Prices did not fall enough to offset rates

National home values have not crashed. Even modest price appreciation keeps the loan amount elevated, especially when paired with a higher mortgage rate.

3

Taxes and insurance are adding pressure

Property taxes and homeowners insurance are not the only problem, but they absorb much of the small payment relief buyers should have received from lower mortgage rates.

4

Qualification is based on the full monthly payment

Lenders do not qualify buyers on home price alone. They qualify the full payment, including principal, interest, taxes, insurance, HOA dues, and other debts.

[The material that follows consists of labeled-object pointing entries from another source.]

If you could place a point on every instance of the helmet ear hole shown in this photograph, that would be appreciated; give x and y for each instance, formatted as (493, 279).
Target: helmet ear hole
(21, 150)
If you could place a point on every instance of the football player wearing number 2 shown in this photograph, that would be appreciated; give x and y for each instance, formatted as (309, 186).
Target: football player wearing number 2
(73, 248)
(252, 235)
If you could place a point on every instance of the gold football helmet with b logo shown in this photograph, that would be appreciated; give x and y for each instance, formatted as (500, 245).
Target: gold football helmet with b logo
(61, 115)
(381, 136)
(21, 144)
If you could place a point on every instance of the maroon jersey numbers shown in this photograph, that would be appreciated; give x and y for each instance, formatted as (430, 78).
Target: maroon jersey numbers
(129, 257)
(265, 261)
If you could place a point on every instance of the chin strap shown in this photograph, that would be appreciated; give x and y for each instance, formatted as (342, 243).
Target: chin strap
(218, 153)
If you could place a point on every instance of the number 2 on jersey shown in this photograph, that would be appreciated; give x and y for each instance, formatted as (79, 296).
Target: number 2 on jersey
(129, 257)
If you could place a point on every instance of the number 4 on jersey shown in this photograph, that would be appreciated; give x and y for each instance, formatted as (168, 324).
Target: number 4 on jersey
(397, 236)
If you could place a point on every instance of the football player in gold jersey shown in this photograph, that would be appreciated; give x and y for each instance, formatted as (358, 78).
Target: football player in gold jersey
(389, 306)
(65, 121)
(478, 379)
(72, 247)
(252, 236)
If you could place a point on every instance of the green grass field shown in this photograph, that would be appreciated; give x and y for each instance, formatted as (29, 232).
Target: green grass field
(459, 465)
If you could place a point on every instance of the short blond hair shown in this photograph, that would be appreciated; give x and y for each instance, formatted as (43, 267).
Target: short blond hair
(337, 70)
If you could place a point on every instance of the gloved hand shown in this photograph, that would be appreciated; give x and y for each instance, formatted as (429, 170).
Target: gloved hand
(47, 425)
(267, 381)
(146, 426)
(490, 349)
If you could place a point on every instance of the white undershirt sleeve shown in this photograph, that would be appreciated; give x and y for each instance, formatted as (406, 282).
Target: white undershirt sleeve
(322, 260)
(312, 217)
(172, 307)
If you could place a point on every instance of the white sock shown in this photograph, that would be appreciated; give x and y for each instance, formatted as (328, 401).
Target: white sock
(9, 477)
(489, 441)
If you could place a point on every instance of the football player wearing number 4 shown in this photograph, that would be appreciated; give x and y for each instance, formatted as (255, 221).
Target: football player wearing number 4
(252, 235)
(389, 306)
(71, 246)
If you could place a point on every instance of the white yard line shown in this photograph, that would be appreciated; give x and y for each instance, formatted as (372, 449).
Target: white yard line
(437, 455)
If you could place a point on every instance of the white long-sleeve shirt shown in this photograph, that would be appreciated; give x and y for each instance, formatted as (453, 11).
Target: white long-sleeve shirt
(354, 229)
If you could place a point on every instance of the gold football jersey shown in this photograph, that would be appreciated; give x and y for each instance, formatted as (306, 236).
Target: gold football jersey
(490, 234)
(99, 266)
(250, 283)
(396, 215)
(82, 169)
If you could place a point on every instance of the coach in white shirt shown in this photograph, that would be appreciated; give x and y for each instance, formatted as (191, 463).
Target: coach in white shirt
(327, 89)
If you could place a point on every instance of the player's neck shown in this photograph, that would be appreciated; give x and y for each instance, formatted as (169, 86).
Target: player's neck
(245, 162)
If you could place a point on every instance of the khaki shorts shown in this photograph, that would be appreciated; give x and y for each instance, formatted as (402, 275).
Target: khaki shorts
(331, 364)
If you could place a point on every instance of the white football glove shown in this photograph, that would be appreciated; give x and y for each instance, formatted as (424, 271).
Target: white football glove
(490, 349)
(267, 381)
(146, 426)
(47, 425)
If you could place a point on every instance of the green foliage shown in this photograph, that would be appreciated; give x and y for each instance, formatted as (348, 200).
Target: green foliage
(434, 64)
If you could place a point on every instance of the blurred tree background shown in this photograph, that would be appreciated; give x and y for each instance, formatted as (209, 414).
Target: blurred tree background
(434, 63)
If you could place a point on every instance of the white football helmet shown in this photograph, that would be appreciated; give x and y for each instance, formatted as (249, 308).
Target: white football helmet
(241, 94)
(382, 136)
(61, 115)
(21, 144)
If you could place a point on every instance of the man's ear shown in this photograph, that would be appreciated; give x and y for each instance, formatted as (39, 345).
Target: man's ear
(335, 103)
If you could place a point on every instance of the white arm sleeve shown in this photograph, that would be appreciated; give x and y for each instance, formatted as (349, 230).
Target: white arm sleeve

The income gap is the real issue

At a conservative 28% housing ratio, a $3,143 monthly PITI payment requires roughly $134,721 in annual household income.

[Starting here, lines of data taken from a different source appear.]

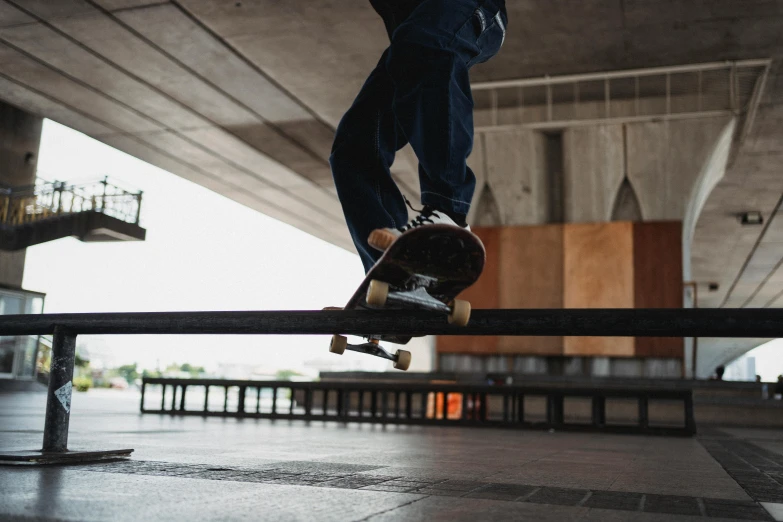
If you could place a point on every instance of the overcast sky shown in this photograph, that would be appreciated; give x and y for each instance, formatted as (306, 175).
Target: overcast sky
(202, 252)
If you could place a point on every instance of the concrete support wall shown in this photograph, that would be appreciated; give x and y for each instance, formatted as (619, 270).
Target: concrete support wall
(20, 137)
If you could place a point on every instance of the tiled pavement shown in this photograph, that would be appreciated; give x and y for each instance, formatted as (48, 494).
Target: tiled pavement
(194, 469)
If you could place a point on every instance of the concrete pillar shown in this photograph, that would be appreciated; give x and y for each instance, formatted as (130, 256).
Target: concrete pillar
(20, 137)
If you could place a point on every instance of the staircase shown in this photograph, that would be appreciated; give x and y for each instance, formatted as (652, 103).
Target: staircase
(98, 211)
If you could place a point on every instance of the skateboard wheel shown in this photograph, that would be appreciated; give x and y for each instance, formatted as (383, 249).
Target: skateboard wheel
(403, 360)
(460, 313)
(377, 293)
(338, 344)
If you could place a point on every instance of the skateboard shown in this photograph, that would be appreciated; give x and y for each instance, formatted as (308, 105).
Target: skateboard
(424, 269)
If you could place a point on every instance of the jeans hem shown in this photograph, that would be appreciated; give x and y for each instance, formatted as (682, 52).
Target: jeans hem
(445, 203)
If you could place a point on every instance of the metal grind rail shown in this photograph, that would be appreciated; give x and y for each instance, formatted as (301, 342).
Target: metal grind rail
(763, 323)
(424, 404)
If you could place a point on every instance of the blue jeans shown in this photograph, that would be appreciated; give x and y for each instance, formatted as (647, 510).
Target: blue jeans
(419, 93)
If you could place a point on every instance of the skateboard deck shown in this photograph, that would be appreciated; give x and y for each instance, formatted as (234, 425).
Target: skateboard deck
(425, 268)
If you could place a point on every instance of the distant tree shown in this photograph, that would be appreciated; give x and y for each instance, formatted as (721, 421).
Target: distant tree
(129, 372)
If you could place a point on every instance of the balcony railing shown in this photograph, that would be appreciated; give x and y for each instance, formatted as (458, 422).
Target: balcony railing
(45, 200)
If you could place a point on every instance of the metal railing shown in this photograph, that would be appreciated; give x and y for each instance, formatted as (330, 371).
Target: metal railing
(44, 200)
(660, 93)
(426, 404)
(750, 323)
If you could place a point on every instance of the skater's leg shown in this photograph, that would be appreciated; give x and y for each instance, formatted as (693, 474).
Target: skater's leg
(428, 62)
(364, 148)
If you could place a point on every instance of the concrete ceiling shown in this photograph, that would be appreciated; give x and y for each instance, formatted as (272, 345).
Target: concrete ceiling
(243, 96)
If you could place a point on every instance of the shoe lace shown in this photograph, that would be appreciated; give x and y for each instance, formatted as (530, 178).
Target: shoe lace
(422, 219)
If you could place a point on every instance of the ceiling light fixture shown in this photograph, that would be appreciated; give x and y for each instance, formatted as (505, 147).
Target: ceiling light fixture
(753, 217)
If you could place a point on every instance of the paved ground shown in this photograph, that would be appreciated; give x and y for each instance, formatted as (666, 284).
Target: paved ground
(212, 469)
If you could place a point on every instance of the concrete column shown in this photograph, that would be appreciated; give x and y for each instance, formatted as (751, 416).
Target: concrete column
(20, 137)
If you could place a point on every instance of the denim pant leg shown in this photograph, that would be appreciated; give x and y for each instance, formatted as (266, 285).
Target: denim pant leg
(364, 148)
(428, 61)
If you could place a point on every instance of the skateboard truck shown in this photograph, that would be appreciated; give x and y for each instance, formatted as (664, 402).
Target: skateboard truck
(401, 359)
(416, 296)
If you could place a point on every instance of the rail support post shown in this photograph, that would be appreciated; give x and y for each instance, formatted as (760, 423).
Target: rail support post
(58, 398)
(58, 413)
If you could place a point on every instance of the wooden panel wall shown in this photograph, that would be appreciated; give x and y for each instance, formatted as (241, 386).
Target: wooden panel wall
(531, 268)
(605, 265)
(657, 259)
(598, 270)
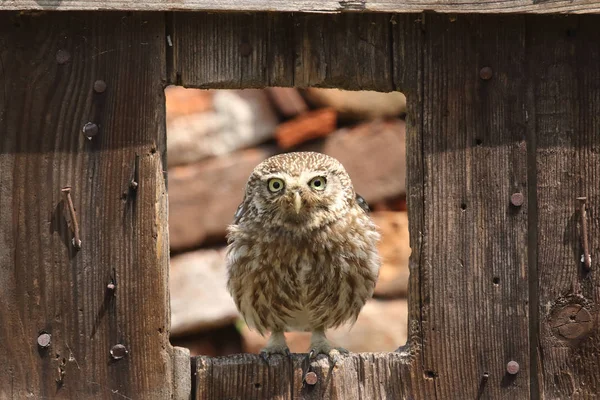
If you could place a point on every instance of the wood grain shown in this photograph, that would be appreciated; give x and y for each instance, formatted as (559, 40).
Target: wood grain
(48, 66)
(564, 108)
(474, 265)
(314, 6)
(245, 376)
(350, 51)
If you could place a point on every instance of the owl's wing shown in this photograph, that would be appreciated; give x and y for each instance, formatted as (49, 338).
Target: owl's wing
(239, 212)
(362, 203)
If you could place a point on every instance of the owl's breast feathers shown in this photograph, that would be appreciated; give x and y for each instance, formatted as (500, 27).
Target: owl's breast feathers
(280, 280)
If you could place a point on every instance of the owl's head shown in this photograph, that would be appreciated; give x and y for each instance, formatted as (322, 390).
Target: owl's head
(299, 190)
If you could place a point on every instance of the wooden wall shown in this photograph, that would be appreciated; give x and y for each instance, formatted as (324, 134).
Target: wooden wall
(502, 138)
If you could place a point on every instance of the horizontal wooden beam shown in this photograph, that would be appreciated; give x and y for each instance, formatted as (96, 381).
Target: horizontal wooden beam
(356, 376)
(315, 6)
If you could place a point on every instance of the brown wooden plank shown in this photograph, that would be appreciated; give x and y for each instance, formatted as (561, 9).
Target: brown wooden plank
(316, 6)
(48, 66)
(245, 376)
(474, 278)
(564, 113)
(350, 51)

Latest estimated PITI$3,143/mo
Income needed at 28%$134,721/yr
At $83,730 income45% housing ratio
Compared with 2022+$486/mo
Housing ratio example: $3,143 monthly PITI ÷ $6,978 gross monthly income = 45.0%

Most logical outcome for clients

The answer is not “wait forever for a crash.” The better advice is to make the decision based on whether the full payment works today, then build a refinance strategy if rates improve later.

  • Use full PITI, not just rate.
    Principal, interest, taxes, insurance, HOA, and mortgage insurance all matter.
  • Quote insurance early.
    Do not wait until the end of the process to discover the real insurance cost.
  • Estimate taxes after reassessment.
    The seller’s old tax bill may not reflect the buyer’s future payment.
  • Do not force a payment.
    If the deal only works after a hoped-for rate drop, it probably does not work today.

Client-friendly summary

Housing still feels unaffordable because the monthly payment reset higher and has not meaningfully come back down. Rates have improved, but not enough. Prices have cooled in some areas, but they have not fallen enough nationally. Taxes and insurance are also higher, and that eats into the small payment relief from lower rates.

Plain English takeaway: The market is slightly better than it was in 2024, but it is still nowhere near as affordable as it was in 2022. The monthly payment is still the problem.